Figure 4

Inhibition of caveolar uptake increased HIV-1 infection. LCs were incubated for 2 hours with HIV-1NL4.3/Vpr-BlaM and viral fusion to the host membrane was measured by BlaM assay as described by [31] (A). MUTZ-LCs were incubated with HIV-1 NL4.3-BaL (MOI = 0.2, B) or with VSV-G pseudotyped HIV-1 (MOI = 0.2, C) in the absence or presence of filipin (1 μg/ml) and integration of HIV-1 DNA was analyzed by Alu-PCR. MUTZ-LCs were treated with small interfering RNA (siRNA) of caveolin-1-specific (Cav-1 siRNA) or with non-target control (Control siRNA).
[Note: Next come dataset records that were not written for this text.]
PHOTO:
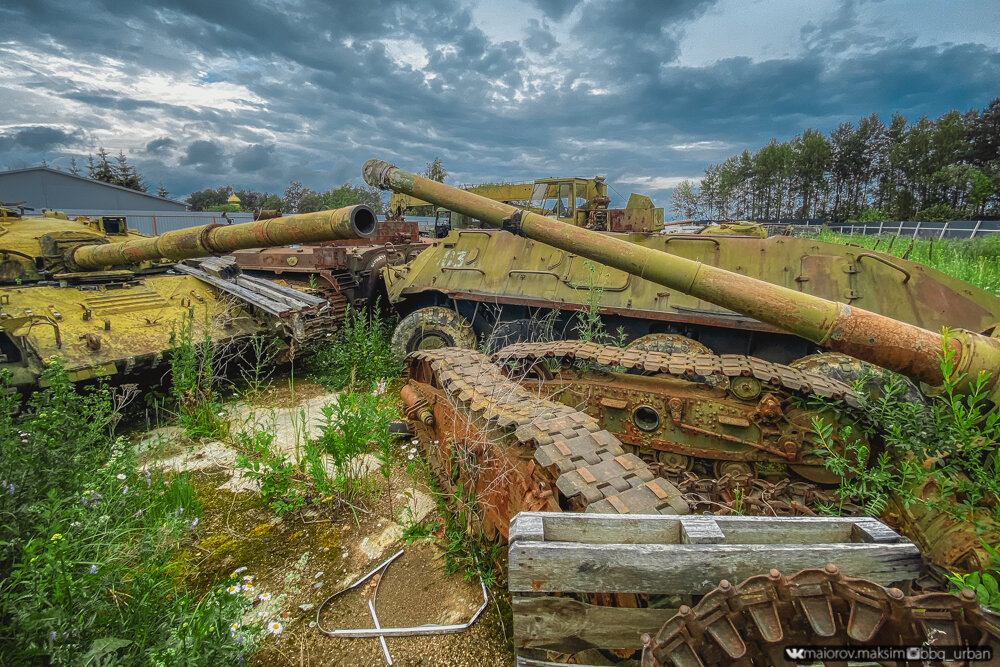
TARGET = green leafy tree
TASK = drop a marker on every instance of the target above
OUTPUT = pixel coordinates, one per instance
(684, 200)
(201, 200)
(293, 193)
Cells were incubated for 18 hours with HIV-1 NL4.3-BaL (D) or HIV-1 NL4.3 (E). Integration of HIV-1 DNA was determined by Alu-PCR. At day 8 post-infection, HIV-1 infection was measured by intracellular p24 staining. Percentage of CD1a⁺p24⁺ cells are depicted here as % of HIV-1 infection. MUTZ-LCs were incubated with HIV-1 for 4 h in the absence or presence of the clathrin inhibitor monodansylcadaverine (MDC, 10 or 50 μM). Cells were treated with Trypsin-EDTA (0.05%) or left untreated as control. HIV-1 uptake was quantified by permeabilizing cells and measuring subsequent HIV-1-p24 content by flow cytometry (F). MUTZ-LCs were incubated for 18 hours with HIV-1 NL4.3-BaL in the absence or presence of monodansylcadaverine (MDC, 10 or 50 μM) and integration of HIV-1 DNA was analyzed by Alu-PCR (G). n = 3 paired students t-test; *p < 0.05; SD and mean are depicted (A, B, F, G). One representative experiment out of two is shown (C). n = 4 paired students t-test; *p < 0.05; SD and mean are depicted (D, E).